Four pressures are squeezing margins at once. Input costs are rising faster than reimbursement, with hospital workforce costs up 5.6 percent, supplies up 9.9 percent, and drugs up 13.6 percent in 2025. Government underpayment continues, with Medicare paying just 83 cents per dollar of hospital cost in 2024, more than $100 billion in annual underpayments. Medicare Advantage friction persists, with 53 million prior authorization determinations processed in 2024. And a coverage cliff looms as Medicaid work requirements and the expiration of enhanced premium tax credits threaten to push millions off insurance and increase uncompensated care.
For commercial teams, the implication is direct. Technology that ties clearly to one of these four pressures, cost reduction, revenue protection, payer friction relief, or managing the coverage cliff, has a structural advantage in the budget conversation. Inflation and rising operational costs ranked as the single largest financial pressure shaping technology investment, followed by policy and regulatory change and workforce cost. A solution framed around operational efficiency and measurable financial return speaks the language the CIO is already speaking.
Mandatory federal payment models add urgency. The Transforming Episode Accountability Model is live as of January 2026, and two more mandatory models are likely to follow in 2027. Most health systems lack the episode analytics, post-acute coordination, and risk-stratification infrastructure these models require. That gap is a clear opening for partners who can help systems build readiness before the requirements take full effect.
What This Means for Your Approach to the CIO
The Chief Information Officers we hear from in our forums say it plainly: they do not buy technology, they buy solutions to problems they can name and measure.
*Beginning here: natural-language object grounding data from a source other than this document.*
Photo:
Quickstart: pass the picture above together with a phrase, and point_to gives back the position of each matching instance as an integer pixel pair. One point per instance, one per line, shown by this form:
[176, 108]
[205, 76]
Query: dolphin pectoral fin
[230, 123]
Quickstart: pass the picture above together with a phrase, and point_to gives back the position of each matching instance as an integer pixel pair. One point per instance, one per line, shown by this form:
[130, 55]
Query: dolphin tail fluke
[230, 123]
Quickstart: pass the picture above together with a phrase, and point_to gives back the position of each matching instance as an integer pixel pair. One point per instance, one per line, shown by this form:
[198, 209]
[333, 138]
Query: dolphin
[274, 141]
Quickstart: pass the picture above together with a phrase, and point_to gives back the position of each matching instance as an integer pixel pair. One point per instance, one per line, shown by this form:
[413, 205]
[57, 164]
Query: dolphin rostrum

The practical guidance follows directly from the data. Lead with the operational problem, not the product capability. Arrive with peer outcome data rather than feature lists, because proof of what happened at a comparable system carries more weight than a specification sheet. Be specific and proactive about integration requirements, compliance posture, and security, because those questions are coming regardless and answering them early builds credibility. And bring a clear methodology for attributing value, so the CIO can defend the investment internally and keep the credit where it belongs.
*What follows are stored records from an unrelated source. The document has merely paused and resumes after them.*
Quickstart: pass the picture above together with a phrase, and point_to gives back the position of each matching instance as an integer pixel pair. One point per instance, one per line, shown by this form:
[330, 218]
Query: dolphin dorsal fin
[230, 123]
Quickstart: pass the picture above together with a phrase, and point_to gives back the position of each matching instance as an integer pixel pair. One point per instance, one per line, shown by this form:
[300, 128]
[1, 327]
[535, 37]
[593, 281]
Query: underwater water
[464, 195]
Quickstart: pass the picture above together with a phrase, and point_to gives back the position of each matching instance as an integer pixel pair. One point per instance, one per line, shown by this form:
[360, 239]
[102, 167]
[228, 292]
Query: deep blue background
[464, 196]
Building these relationships takes more than a well-timed email. It takes sustained, trusted access to the executives who hold the authority. Our CIO Forum brings health system technology leaders together with industry leaders in a peer-driven setting built for exactly this kind of dialogue, where the conversation is about shared challenges rather than transactions. For commercial teams whose success depends on understanding how these decision-makers think, that direct access is the foundation everything else rests on.
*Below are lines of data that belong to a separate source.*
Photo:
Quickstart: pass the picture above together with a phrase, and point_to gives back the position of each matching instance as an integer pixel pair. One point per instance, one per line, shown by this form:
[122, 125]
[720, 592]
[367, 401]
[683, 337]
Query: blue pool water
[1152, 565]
We also publish detailed persona research on these leaders through our Executive Insights Hub, including our Access Information Officer persona, which breaks down how Chief Information Officers and their informatics counterparts prioritize, what they reject, and the checklist they apply when evaluating a solution. Knowing your customer before you are in the room is the most reliable advantage a commercial team can build.
The CIO's authority over health system technology purchases is wide, and it is still expanding. The teams that succeed in this environment will be the ones that respect the scrutiny, speak to the operating pressures driving it, and show up as partners in solving a named problem rather than sellers of a product.